The Lions need to play with more balance and intelligence if they hope to exact revenge on the better New Zealand sides in the playoffs, writes JON CARDINELLI.
How much have the Lions learned over the past few months? The question will be answered on Saturday and possibly on the two weekends that follow when the Johannesburg-based side competes in the Super Rugby playoffs for the first time.
The Lions will play the Crusaders at Ellis Park this Saturday. Thereafter, they could face the Highlanders in the semis and the Hurricanes in the final. In terms of opposition, the Lions could not have asked for a tougher route to the title.
The Crusaders outclassed the Lions the last time the two teams met in the conference stage. The Hurricanes punished the Lions for a loose approach, racking up as many as 50 points. Both of these big wins were achieved at Ellis Park.
The Highlanders thumped the Lions 34-15 in Dunedin. The 2015 champions employed pragmatic tactics. They overpowered the Lions with their physical defence and won the territorial battle via an accurate line-kicking performance.
Both the Crusaders and Highlanders play a style of rugby that is suited to high-pressure playoff matches. The Hurricanes have also started to play with more balance, and will have the benefit of home advantage, possibly for the next three weeks.
Overall, the Lions scored more tries than any other team over the course of the conference stage (71). They have battled, however, to score against Kiwi opponents this season. That hasn’t been for want of attacking intent.
On the contrary, the Lions have come unstuck when they have attempted to run absolutely everything back at the opposition. In some instances, they have played directly into the hands of Kiwi teams who excel in forcing turnovers and translating counter-attacking opportunities into points.
There will be a call for the Lions to back their attacking game against the Crusaders on Saturday, and one can understand why. When the Lions get it right with their powerful scrum, their offloading game, their running lines, and their finishing, they are a joy to watch.
Indeed, one could go as far to say that the Lions, along with all five of the New Zealand teams, have provided fans with a reason to watch this year's Super Rugby tournament. The format as well as the rugby served up by most of the other teams have provided many with a reason to change the channel.
But razzle dazzle doesn’t win championships. Attack has its place in high-stakes matches, but it is not as central to victory as defence and the strive for territory.
Now is not the time to talk about backing an all-out attacking strategy. Forget the live-by-the-sword, die-by-the-sword mentality. The Lions need to keep their real goal in mind. They’re in this tournament to win it, not to entertain.

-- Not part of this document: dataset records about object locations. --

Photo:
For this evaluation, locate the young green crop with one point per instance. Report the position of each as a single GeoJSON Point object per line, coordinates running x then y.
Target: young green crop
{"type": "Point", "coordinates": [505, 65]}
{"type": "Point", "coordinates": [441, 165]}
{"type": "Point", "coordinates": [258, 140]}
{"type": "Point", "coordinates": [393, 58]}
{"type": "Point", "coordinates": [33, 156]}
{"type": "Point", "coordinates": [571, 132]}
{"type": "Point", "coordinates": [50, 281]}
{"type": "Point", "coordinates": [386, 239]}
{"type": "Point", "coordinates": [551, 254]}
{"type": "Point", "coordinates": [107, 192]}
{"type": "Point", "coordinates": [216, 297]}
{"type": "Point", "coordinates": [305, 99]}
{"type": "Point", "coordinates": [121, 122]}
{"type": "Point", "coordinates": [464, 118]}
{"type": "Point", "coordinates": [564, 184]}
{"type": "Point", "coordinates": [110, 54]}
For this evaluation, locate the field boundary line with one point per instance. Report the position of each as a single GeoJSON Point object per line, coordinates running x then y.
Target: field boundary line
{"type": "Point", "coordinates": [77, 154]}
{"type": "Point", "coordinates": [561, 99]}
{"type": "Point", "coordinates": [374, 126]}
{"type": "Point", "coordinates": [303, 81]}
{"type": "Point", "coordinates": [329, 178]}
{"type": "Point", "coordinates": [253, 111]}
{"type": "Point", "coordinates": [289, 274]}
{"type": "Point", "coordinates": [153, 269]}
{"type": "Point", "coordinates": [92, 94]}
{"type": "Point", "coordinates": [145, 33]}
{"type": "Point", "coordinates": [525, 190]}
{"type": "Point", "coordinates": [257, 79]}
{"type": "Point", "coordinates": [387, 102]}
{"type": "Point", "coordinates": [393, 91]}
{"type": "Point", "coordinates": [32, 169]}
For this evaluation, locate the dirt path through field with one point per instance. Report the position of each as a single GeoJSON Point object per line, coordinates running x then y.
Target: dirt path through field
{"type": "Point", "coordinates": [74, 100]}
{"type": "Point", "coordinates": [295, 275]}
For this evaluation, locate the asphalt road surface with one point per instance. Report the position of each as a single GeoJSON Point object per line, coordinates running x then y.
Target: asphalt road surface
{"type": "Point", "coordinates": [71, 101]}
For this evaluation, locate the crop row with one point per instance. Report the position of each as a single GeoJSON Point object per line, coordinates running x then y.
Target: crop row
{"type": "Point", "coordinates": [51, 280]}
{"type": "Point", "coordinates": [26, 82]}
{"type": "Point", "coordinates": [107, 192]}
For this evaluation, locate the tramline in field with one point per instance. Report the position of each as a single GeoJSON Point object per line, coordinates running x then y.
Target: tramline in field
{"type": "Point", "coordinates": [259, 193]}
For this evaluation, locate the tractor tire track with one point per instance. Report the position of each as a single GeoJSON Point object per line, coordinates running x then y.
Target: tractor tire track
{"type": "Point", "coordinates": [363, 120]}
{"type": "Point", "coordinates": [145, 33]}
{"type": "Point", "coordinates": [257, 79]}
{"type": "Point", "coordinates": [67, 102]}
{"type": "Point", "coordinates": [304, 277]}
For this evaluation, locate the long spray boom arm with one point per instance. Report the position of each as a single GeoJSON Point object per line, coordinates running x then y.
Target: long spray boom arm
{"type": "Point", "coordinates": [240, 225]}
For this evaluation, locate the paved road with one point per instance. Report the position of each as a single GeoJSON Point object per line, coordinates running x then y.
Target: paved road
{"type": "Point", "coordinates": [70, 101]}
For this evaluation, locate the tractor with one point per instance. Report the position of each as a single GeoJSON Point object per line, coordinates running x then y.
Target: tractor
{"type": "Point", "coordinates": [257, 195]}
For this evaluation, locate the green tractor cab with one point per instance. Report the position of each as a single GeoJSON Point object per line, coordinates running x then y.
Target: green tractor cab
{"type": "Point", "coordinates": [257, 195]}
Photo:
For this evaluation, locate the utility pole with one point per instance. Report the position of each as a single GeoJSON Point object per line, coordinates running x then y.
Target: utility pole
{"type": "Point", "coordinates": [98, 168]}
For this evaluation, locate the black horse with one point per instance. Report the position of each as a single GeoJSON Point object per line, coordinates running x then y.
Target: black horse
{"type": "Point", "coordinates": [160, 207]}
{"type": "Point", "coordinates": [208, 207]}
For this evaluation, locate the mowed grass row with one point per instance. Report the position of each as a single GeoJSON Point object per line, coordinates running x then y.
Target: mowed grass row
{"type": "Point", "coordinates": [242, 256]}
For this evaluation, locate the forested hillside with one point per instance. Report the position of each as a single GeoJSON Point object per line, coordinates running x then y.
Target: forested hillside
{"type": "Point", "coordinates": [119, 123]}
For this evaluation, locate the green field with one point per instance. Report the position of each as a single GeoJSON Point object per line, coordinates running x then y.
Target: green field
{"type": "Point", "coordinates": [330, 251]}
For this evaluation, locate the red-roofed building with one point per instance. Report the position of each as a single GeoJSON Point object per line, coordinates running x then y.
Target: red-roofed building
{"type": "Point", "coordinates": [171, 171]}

We’ve already seen them produce a few complete performances in 2016. In those fixtures, they have proved that they have the grunt to complement the guile. They have shown that they have the kicking game to win territory and the defence to force mistakes.
However, they are yet to show such intelligence against one of the Kiwi heavyweights. They will have the opportunity to do so against the Crusaders this weekend, and possibly in the next two games that follow.